Lee Hunter

Personal information
- Full name: Lee Hunter
- Date of birth: 5 October 1969 (age 56)
- Place of birth: Oldham, England
- Height: 5 ft 10 in (1.78 m)
- Position: Winger

Youth career
- Colchester United

Senior career*
- Years: Team / Apps / (Gls)
- 1987–1989: Colchester United / 9 / (0)
- Wigan Athletic
- 1990-1993: Wivenhoe Town / 117 / (2)
- Hendon / 16 / (0)
- Chelmsford City
- Boreham Wood
- Braintree Town
- Diss Town
- Clacton Town
- Maldon Town

= Lee Hunter (footballer) =

English footballer (born 1969)

Lee Hunter (born 5 October 1969) is an English former footballer who played in the Football League as a winger for Colchester United.

==Career==

Born in Oldham, Hunter signed for Colchester United as an apprentice from the club's youth team, making his first-team debut at Layer Road on 6 May 1988 in a 0–0 draw with Tranmere Rovers, a match in which he started.
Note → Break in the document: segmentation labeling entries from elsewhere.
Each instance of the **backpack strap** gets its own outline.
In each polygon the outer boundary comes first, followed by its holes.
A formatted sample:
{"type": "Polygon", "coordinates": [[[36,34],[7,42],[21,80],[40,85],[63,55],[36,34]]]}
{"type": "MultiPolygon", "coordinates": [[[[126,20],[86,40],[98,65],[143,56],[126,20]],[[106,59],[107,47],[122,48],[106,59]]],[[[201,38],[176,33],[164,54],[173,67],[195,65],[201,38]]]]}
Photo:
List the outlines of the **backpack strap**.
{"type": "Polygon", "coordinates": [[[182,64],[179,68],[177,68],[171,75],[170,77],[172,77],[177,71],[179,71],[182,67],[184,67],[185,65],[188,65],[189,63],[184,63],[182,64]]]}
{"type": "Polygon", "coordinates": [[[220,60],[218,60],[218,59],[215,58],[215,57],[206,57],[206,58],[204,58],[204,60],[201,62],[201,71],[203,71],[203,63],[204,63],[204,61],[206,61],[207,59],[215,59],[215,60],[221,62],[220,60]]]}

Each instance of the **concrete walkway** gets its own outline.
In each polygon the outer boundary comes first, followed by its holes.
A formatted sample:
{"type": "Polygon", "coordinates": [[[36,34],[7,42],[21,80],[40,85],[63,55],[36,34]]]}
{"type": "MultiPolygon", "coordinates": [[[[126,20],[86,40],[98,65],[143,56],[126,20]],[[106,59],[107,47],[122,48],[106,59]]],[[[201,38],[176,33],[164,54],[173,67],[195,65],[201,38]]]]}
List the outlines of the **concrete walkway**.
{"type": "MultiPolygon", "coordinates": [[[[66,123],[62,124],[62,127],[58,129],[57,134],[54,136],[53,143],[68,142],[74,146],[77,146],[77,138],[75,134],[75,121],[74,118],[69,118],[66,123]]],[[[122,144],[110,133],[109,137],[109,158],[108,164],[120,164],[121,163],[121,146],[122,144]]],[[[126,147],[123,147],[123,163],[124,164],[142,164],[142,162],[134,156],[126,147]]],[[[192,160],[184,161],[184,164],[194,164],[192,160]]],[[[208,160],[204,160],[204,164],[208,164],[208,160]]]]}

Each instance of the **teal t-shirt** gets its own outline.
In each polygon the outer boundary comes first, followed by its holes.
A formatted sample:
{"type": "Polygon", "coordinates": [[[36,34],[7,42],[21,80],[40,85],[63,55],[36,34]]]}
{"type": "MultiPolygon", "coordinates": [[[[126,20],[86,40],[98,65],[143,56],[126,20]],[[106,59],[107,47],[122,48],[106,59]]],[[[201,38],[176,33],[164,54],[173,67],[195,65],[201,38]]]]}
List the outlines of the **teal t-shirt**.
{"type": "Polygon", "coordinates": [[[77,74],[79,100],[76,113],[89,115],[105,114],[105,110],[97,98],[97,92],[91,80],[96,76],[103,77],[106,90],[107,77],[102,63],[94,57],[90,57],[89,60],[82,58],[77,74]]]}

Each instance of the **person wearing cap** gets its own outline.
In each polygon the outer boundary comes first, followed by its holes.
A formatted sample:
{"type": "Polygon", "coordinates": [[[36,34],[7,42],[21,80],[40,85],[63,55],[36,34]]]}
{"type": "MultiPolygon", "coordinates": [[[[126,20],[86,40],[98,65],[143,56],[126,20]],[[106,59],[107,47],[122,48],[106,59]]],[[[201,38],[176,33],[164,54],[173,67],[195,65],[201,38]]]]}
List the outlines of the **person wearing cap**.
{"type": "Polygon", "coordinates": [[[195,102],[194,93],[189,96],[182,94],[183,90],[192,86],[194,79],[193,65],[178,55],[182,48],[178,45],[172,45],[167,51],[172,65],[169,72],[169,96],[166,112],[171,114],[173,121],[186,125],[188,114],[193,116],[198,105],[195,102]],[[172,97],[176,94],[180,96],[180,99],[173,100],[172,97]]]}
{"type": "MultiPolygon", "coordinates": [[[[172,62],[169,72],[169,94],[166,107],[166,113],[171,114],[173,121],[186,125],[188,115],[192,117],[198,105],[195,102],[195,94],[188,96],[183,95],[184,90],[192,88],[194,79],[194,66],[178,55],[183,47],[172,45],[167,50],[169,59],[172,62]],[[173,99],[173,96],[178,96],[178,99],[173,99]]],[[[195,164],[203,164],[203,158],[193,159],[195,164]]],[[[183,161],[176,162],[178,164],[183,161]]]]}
He made nine appearances for the club in the Football League, starting five and coming on as a substitute on four occasions. He played his final game for the club on 21 April 1989 in a 1–1 home draw with Carlisle United, coming on for Stuart Hicks. He would later play for Wivenhoe Town, Wigan Athletic, Hendon, Chelmsford City, Boreham Wood, Braintree Town, Braintree Town, Clacton Town and Maldon Town.